Ficciones
Juan Pedro y su corazón
Por Mabel
Fernández
En el aeropuerto de Sao Pablo, observaba
Juan Pedro las pantallas que anunciaban la partida de su vuelo. En Natal, Joáo
un colega brasilero lo esperaría y en un automóvil lo conduciría a su destino
final, Parnamirim.
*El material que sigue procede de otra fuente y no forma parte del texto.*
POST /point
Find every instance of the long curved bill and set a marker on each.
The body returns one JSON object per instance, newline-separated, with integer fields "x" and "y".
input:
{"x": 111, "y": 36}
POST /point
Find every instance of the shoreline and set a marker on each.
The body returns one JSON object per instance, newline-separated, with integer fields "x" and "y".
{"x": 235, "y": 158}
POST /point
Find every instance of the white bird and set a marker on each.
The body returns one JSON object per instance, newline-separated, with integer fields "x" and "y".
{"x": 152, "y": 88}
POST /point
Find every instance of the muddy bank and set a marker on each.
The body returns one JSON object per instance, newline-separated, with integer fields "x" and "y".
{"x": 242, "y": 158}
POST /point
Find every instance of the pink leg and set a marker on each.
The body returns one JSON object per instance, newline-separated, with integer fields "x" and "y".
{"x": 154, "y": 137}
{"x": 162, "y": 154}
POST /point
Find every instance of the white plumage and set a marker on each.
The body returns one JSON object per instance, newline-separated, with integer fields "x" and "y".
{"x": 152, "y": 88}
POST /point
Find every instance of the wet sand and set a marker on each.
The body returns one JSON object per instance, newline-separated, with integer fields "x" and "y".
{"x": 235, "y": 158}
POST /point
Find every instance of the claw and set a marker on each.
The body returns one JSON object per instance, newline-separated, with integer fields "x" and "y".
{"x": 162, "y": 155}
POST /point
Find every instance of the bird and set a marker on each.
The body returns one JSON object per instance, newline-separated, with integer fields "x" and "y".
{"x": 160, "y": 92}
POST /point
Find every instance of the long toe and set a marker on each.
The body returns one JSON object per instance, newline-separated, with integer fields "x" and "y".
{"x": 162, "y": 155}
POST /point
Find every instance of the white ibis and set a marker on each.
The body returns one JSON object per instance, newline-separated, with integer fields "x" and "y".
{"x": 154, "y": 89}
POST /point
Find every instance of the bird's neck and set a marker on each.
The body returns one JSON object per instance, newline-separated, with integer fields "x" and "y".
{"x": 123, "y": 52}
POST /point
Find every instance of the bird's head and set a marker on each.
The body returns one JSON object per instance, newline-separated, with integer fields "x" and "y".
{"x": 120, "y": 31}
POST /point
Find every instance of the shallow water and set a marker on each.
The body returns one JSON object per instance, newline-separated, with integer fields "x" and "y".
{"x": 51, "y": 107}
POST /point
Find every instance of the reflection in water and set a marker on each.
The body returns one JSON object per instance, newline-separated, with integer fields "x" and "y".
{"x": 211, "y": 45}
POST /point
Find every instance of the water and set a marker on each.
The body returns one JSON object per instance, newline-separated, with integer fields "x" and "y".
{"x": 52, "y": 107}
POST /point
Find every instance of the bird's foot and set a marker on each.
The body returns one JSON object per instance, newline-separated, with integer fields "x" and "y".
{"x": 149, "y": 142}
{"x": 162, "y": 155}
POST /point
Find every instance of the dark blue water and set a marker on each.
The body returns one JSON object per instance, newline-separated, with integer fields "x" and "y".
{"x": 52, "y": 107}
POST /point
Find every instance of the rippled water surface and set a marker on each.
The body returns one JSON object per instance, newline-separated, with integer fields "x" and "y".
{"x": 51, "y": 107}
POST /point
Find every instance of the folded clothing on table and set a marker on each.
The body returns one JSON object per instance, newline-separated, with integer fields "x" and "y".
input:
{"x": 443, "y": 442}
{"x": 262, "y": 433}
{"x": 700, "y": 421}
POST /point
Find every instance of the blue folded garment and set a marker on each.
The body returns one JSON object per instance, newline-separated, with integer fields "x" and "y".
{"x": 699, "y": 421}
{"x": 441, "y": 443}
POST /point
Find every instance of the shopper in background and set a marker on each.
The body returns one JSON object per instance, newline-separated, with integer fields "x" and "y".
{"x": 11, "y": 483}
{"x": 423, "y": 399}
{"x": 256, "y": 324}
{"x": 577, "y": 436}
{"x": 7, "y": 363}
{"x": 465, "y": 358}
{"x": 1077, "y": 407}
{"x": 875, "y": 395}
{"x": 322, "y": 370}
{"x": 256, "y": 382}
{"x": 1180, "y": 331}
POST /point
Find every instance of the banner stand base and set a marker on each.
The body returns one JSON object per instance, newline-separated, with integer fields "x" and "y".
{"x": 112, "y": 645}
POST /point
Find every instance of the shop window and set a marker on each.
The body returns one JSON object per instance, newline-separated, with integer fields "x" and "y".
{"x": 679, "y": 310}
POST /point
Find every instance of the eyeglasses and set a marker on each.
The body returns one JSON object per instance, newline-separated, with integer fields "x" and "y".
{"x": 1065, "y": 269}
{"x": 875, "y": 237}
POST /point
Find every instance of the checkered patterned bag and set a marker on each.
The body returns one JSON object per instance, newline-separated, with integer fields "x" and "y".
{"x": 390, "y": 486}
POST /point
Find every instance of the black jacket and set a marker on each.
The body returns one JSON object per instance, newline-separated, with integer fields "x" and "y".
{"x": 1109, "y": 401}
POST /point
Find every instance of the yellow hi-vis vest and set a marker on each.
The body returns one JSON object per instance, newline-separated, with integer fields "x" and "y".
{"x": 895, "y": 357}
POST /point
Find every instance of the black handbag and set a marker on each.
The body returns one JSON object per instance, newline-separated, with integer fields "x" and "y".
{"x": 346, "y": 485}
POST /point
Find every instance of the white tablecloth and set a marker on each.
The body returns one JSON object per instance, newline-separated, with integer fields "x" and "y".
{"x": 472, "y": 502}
Había partido unas
horas antes desde Ezeiza, con sus treinta años
y un doctorado en curso en
etnología agronómica.
Parnamirim
tenía una atracción turística particular, poseía el árbol de castaña de
cajú más grande del mundo, con dimensiones descomunales, Anacaridium
Occidentale, es el nombre científico del árbol y proviene de la palabra griega
kardia, o sea corazón, por la forma y el color de sus frutos.
Juan Pedro se instaló en una pequeña casa
típica del lugar, a pocos metros del laboratorio donde realizaría sus estudios.
Esperaba no extrañar a su casa materna rodeada por un pequeño parque, a
diferencia de la de Panamirim donde los bosques de castaños crecían hasta
perderse en el horizonte y millones de corazoncitos pendían de sus ramas
esperando a los recolectores de frutos, que los arrancaran para la
comercialización de su nuez.
Para el joven investigador, el idioma
portugués era una barrera comunicacional. Con sus compañeros de trabajo no
tenía mucho trato, eran unos pocos y estaban inmersos en sus investigaciones,
por lo que no le era fácil hacerse de amigos, cada día que pasaba se sentía más
solo, esta situación lo llevaba a permanecer tiempo extra en el laboratorio;
dedicándose a pleno a descubrir los efectos negativos que producían en los
tallos de los Anacardium los escarabajos barrenadores.
Otros escarabajos habían sido en su niñez un
juguete en las noches de verano. Con sus hermanos los recogían de la calle,
debajo de las luminarias donde encandilados,
los insectos caminaban en círculo como embriagados de luz artificial. Él los
ponía en un frasco de vidrio, y al día siguiente los observaba. El caparazón
negro brillaba con el sol de la mañana que, junto a las patas gruesas que lo
sostenían, le daban un aspecto imponente, que lo remitía a los tanques de
guerra de juguete, con los que sus
hermanos libraban batallas de mentirita.
Al mismo tiempo que en el Atlántico Sur,
una guerra absurda les arrebataba la vida a unos soldaditos hambrientos y mal pertrechados.
Por aquel
entonces, Juan Pedro, en una caja
de camisa de su papá y con alfileres de costura pinchaba a los
insectos imitando a los vistos en las vitrinas de la sala de entomología
del Museo de Ciencias Naturales.
A su laboratorio en Parnamirim, le llegaban
para su experimentos, algunos escarabajos que como plaga reducían la
sanidad del bosque y producían pérdidas
económicas importantes. Los pequeños tanques negros atacaban la economía de la región y Juan
Pedro debía encontrar el arma química para combatirlos.
Joáo, intrigado por los resultados de la
investigación de Juan Pedro, aquella mañana llegó muy temprano al lugar de trabajo del argentino, lo
encontró sentado, con el cuerpo rígido, los brazos colgando a los lados de la
silla, la cabeza apoyada pesadamente sobre el microscopio.
En la
mesada, junto a un cuaderno escrito con fórmulas, libros apilados y pipetas recientemente utilizadas, un tanque
de guerra, yacía a punto de ser
atravesado por un alfiler de laboratorio.